The Kurds, world-class survivors, are planning for such worst-case scenarios and working to stock emergency camps inside their borders. But they lack protective materials, medical supplies and the trained doctors who would be needed in case of chemical attack. Abudel Razaq Faeli, minister of relations and cooperation in Sulaymaniyah, fears that the U.N. High Commissioner for Refugees and others will use the $37 million granted for emergency relief to set up camps outside Iraq. "How can someone hit with chemical weapons move all the way to Iran?" he asks.

 

Still, a strong vein of opinion about war - and its timing - is represented by 83-year-old Jalal Sideek Bawari, who lives in a mountain village near the Turkish border. "Now is better," he says.

 

The oil-for-food program has given Bawari's village a road and a new school.

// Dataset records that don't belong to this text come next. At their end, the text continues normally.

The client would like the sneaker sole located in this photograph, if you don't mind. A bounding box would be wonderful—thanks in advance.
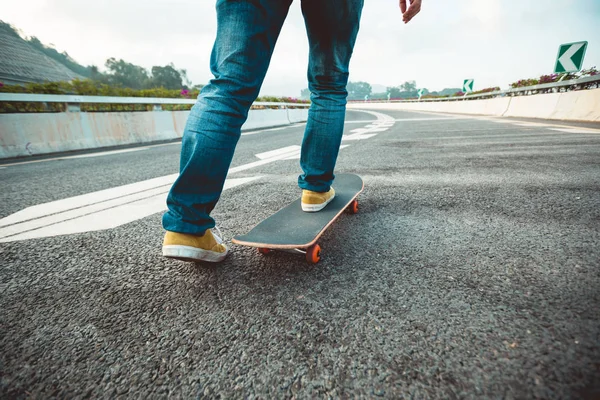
[301,193,335,212]
[162,245,228,263]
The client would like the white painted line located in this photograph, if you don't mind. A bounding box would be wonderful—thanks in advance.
[0,176,261,242]
[0,173,179,228]
[548,128,600,134]
[350,128,389,134]
[241,123,306,136]
[230,147,302,173]
[344,120,377,124]
[256,145,301,160]
[394,117,458,122]
[513,122,551,128]
[343,110,396,142]
[143,142,181,149]
[0,185,172,237]
[61,148,149,159]
[482,118,600,133]
[0,148,150,167]
[343,134,378,141]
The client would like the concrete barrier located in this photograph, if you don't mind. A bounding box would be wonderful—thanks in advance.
[0,108,308,159]
[243,109,290,130]
[287,108,310,123]
[348,88,600,122]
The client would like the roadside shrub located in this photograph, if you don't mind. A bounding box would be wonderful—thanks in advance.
[510,67,597,88]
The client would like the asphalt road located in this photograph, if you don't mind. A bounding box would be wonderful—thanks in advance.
[1,110,599,399]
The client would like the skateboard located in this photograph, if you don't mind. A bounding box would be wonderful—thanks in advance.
[232,173,363,264]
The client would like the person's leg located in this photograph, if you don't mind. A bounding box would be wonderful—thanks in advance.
[162,0,292,235]
[298,0,364,193]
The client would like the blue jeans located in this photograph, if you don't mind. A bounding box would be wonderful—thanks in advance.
[163,0,364,235]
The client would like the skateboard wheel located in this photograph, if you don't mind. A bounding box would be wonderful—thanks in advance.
[258,248,271,255]
[347,199,359,214]
[306,244,321,264]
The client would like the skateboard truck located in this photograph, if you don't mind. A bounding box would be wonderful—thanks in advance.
[255,199,359,264]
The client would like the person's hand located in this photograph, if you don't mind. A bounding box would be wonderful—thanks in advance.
[400,0,422,24]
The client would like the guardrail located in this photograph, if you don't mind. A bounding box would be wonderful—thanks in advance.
[0,93,311,111]
[359,75,600,104]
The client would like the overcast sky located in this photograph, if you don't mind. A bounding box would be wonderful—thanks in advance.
[4,0,600,96]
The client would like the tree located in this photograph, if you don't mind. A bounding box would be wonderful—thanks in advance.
[387,81,421,99]
[347,81,372,101]
[104,58,150,89]
[150,64,184,89]
[400,80,417,92]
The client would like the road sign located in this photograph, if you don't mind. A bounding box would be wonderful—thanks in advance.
[554,41,588,73]
[463,79,474,93]
[417,88,424,99]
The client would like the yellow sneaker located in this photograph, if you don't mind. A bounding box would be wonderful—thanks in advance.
[162,229,228,263]
[301,187,335,212]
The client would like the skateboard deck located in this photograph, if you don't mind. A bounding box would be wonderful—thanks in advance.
[232,173,363,263]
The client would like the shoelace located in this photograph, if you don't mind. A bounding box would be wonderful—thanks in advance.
[212,226,224,244]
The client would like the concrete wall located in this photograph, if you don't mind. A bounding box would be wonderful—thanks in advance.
[0,108,308,159]
[348,88,600,122]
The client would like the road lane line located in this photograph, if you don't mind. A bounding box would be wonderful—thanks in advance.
[0,148,150,167]
[0,177,261,242]
[548,128,600,134]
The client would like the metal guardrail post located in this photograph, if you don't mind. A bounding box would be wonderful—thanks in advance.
[66,103,81,112]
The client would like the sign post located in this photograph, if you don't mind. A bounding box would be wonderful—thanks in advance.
[417,88,424,100]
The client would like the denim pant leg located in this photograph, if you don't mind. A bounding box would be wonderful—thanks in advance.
[298,0,364,193]
[162,0,292,235]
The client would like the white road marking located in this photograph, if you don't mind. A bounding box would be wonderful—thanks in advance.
[344,120,377,124]
[229,146,302,173]
[241,124,305,136]
[512,122,551,128]
[548,128,600,134]
[0,174,178,228]
[255,146,300,160]
[343,110,395,141]
[0,147,151,167]
[60,148,149,159]
[479,117,600,133]
[280,144,350,160]
[394,117,459,122]
[0,176,261,242]
[343,134,378,141]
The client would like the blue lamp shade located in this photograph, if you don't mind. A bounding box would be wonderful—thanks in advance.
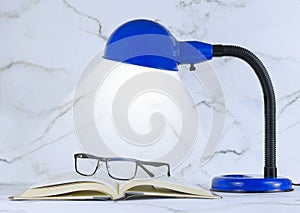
[103,19,213,71]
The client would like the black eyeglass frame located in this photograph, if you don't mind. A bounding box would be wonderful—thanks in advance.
[74,153,171,181]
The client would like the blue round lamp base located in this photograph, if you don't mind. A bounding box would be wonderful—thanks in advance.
[211,175,293,193]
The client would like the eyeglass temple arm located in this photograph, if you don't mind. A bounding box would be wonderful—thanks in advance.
[140,161,171,177]
[138,164,155,177]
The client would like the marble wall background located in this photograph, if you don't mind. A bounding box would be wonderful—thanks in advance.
[1,0,300,185]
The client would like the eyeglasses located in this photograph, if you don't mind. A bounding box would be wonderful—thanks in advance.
[74,153,171,181]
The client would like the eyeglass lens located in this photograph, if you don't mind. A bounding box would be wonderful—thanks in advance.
[76,157,98,176]
[106,160,137,180]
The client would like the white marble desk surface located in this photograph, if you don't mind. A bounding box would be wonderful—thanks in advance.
[0,184,299,213]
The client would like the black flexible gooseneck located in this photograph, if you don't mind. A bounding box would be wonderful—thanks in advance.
[212,45,277,178]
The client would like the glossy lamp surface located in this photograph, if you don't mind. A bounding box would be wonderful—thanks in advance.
[211,175,293,193]
[103,19,293,193]
[104,19,212,71]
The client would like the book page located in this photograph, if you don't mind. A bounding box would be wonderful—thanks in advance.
[31,171,117,189]
[11,191,111,200]
[119,176,219,199]
[12,171,120,200]
[125,185,217,199]
[15,182,119,200]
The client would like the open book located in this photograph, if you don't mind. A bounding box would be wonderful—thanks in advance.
[10,172,220,200]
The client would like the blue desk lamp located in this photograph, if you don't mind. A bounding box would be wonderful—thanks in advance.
[103,19,293,193]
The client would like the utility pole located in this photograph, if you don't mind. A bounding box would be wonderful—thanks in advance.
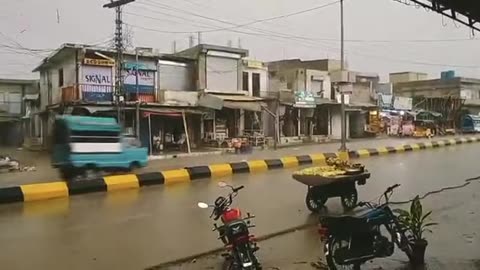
[172,40,177,53]
[339,0,347,152]
[103,0,135,126]
[135,47,140,140]
[197,32,202,45]
[189,35,194,47]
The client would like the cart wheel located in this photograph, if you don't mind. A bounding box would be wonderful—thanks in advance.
[341,190,358,210]
[306,188,328,212]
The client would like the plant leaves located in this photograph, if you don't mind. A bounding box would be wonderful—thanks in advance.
[421,211,432,222]
[411,196,423,221]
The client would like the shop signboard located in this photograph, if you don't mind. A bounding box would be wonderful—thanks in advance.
[123,62,155,94]
[82,65,114,102]
[246,59,263,69]
[393,96,412,111]
[294,90,316,108]
[83,58,115,66]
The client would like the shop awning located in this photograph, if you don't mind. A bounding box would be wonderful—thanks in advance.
[23,94,39,101]
[141,107,205,117]
[199,94,266,112]
[349,102,378,109]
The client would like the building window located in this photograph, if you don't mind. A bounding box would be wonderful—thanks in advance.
[252,73,260,97]
[58,68,64,87]
[242,72,249,91]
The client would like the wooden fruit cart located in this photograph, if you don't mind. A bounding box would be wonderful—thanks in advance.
[293,169,371,212]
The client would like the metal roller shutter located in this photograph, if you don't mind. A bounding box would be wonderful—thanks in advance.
[206,56,238,92]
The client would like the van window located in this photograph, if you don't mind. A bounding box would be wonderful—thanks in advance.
[70,130,120,143]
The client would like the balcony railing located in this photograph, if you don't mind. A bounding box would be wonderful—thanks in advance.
[62,84,158,103]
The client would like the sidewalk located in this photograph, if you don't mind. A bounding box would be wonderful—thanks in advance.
[0,135,468,188]
[154,179,480,270]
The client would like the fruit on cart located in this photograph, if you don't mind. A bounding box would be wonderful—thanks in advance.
[326,157,364,172]
[294,166,346,177]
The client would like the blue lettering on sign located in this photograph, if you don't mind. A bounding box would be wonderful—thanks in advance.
[85,74,111,84]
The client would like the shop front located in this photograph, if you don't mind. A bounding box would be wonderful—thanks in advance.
[280,91,317,138]
[199,94,266,149]
[140,107,203,155]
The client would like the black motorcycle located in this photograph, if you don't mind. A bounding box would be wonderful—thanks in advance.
[198,182,261,270]
[318,184,413,270]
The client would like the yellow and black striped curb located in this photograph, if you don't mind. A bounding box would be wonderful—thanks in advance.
[0,137,478,204]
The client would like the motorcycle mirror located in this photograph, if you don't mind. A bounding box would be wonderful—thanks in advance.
[197,202,209,209]
[217,181,228,188]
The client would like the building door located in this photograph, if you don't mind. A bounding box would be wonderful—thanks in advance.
[252,73,260,97]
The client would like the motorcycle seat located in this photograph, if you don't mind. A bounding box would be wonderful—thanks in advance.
[319,207,376,232]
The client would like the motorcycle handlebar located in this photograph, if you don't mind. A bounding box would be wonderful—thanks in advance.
[233,185,244,192]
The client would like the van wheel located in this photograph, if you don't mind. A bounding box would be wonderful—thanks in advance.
[84,164,99,179]
[129,162,140,172]
[60,168,74,180]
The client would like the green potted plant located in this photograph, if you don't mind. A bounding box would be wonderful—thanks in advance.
[395,196,437,265]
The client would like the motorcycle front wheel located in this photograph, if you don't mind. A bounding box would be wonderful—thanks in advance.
[325,237,361,270]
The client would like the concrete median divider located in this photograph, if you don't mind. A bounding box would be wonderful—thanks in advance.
[0,136,478,204]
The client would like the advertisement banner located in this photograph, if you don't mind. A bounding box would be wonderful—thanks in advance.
[294,91,316,108]
[82,65,113,102]
[393,96,413,111]
[123,67,155,94]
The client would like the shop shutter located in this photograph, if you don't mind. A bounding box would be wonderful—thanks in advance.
[206,56,238,92]
[159,63,194,91]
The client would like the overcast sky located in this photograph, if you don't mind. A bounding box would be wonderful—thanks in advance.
[1,0,480,81]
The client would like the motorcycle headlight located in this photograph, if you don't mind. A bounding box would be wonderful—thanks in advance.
[242,262,253,267]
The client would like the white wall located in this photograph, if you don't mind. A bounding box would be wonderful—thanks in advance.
[38,52,77,106]
[305,70,331,99]
[241,66,268,96]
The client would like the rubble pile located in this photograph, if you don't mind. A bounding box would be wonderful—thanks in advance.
[0,156,36,173]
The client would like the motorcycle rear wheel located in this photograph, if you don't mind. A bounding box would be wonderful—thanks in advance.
[325,237,362,270]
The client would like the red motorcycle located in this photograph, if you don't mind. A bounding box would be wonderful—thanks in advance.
[198,182,261,270]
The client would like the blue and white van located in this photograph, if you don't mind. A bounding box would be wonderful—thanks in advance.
[52,115,148,179]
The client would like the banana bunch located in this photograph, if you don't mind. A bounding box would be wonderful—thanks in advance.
[295,166,345,177]
[326,157,351,168]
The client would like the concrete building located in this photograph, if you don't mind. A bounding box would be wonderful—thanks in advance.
[389,72,428,84]
[392,74,480,129]
[178,44,269,146]
[393,76,480,99]
[33,43,167,151]
[267,59,378,140]
[0,78,40,147]
[268,62,332,140]
[33,43,269,153]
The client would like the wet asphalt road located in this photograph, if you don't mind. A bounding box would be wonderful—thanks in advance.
[166,227,480,270]
[0,144,479,270]
[0,136,462,187]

Before they had the road, villagers were self-sufficient. They planted or tended everything they ate. They carved their forks and spoons out of wood. But they were invincible.

 

He applauds the comfort and varied new products that the "market economy" brings. But he worries about what will happen if the Kurds' Western-backed experiment fails. "We will die," he worries. "Kurds have forgotten how to live on our own."

 

Mary Ann Smothers Bruni, author of "Journey Through Kurdistan" (University of Texas Press, 1997), is in Iraq writing a book on the development of Iraqi Kurdistan since 1991. She wrote this for The Washington Post.